In April of 2019, Cooper pleaded guilty to one count of Drug Induced Death. In June of 2019, Cooper was sentenced to eight years in the care and custody of the New Jersey Department of Corrections, 85% of which must be served before he is eligible for parole.
H-BLOCK CRIMINAL STREET GANG INVESTIGATION
Members of this Trenton-based mostly juvenile criminal street gang were arrested in Burlington and Mercer Counties and multiple search warrants executed on the residences or locations utilized by members following the social media posting of a robbery and assault upon a victim (D.C.) and a reported accidental shooting of a juvenile victim (A.R.) by a juvenile suspect (A.C.) at a Willingboro Township car wash.

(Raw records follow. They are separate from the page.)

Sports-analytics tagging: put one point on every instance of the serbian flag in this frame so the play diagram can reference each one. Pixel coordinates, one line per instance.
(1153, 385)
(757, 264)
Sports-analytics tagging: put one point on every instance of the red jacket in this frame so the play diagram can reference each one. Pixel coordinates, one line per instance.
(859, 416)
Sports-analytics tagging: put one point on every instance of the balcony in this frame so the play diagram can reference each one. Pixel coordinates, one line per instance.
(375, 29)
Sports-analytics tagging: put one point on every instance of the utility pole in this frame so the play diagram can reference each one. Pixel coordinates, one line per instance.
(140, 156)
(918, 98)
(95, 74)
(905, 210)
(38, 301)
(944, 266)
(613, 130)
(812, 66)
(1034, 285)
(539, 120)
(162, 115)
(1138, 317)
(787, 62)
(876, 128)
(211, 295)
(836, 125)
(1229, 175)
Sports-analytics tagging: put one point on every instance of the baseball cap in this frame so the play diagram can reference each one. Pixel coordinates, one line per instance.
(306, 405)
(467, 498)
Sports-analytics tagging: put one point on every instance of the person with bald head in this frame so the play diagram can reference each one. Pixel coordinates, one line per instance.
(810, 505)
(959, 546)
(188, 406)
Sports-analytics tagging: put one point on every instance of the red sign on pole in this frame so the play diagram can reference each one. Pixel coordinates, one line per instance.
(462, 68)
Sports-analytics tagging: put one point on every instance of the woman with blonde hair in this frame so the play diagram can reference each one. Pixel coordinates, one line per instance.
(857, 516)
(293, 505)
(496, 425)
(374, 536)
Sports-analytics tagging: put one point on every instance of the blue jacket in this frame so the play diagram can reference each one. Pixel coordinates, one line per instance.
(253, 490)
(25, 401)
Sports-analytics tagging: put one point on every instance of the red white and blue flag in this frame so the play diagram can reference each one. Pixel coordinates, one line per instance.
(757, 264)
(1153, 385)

Law enforcement’s concern was heightened again when a few days after the shooting and assault of A.C., H-Block Members were captured on social media brandishing firearms, including a Mac-11 automatic pistol, while riding in the rear of an Uber car.
Multiple firearms, including a Mac-11 automatic pistol, were seized as a result of these search warrants.
The investigation was led by BCPO GGNTF detectives and assisted by the Florence Township Police Department, the Mercer County Prosecutors Office, the Trenton City Police Department, the Willingboro Township Police Department, and the Pemberton Township Police Department.
H-Block has been effectively dismantled and rendered ineffectual. This case serves as a good example of pro-active, modern policing which serves the interests of the community.